The report found that consent mechanisms can vary substantially from country to country, for a variety of reasons such as the type of organisation governing consent, the social and legal context, the risks to individuals or different groups of people, or the technical landscape.
Language can also impact how consent is treated, both in terms of different languages being interpreted differently across borders, but even within the same language. Despite this, there are overarching similarities, like the fact that consent must be clear to customers, using language like ‘informed’, ‘explicit’, ‘affirmative’. Most regimes also emphasise that consent must be ‘free’ or ‘voluntary’, and as easy to revoke as it is to give.
The specific rules of how consent operates, such as duration, restrictions, and punishments are far less universal though, according to the research.
Equifax and the ODI observed the time period for consent to range from 90 days in Europe, to one year in Australia and New Zealand, with most countries not defining this crucial aspect at all.

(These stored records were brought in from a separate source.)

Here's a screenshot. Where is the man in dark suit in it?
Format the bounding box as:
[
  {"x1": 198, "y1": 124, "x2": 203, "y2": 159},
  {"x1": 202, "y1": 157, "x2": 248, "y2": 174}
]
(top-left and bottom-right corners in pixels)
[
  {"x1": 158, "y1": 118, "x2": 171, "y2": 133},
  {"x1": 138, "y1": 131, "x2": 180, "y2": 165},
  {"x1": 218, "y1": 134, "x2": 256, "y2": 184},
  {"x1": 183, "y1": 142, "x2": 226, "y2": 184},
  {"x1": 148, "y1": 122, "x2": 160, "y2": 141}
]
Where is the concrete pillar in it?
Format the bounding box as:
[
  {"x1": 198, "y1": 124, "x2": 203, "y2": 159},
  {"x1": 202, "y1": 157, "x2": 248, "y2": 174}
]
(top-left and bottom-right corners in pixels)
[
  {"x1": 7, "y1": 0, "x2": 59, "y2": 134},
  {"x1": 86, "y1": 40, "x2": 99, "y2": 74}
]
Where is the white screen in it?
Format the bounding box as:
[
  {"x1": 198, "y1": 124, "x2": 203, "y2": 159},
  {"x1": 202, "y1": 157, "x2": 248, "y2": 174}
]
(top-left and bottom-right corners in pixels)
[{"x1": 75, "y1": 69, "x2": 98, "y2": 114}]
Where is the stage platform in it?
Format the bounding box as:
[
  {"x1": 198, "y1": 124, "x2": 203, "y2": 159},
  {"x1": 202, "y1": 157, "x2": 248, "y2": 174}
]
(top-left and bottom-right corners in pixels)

Restrictions tend to be informed by the privacy laws of the different countries, which like consent can be very idiosyncratic across cultures and legal landscapes. The UK and Australia have built whitelists for their Open Banking regimes to control which organisations can participate, while Mexico and New Zealand have been less restrictive in this.
Punishments can range both within and across countries depending on the severity of the infraction.
The report also noted the ‘redirect model’ of obtaining consent is seen worldwide, from Europe to Australia and New Zealand, as well as Nigeria’s Open Banking environment.
As Open Banking is becoming an increasingly multinational movement, and inspiring similar initiatives in other sectors, the report recommended that banks and regulators perform and openly publish further research to make it easier for people and organisations to understand the rules for consent that apply to them.
Patricio Remón, president for Europe at Equifax, said: “With Open Banking becoming a multi-national movement, the importance of research and developing understanding is paramount.
“Each country has its own set of tailored regulations, so it is vital that both consumers and financial institutions are able to understand the consent rules which apply to them and where the special circumstances, definitions and potential pitfalls lie.”
David Beardmore, commercial director at The ODI, added: “Consent is important because it gives people power over how data about them is used, who can access their data, and for what specific purpose - allowing them to confidently opt-in to data sharing environments like Open Banking.
“We now know that consent mechanisms vary substantially from country to country for a variety of reasons, including the social and legal context, the risks to individuals and the technical landscape,” he continued, adding: “Despite this, there are important overarching similarities such as consent being given voluntarily, explicitly, and easily revoked.”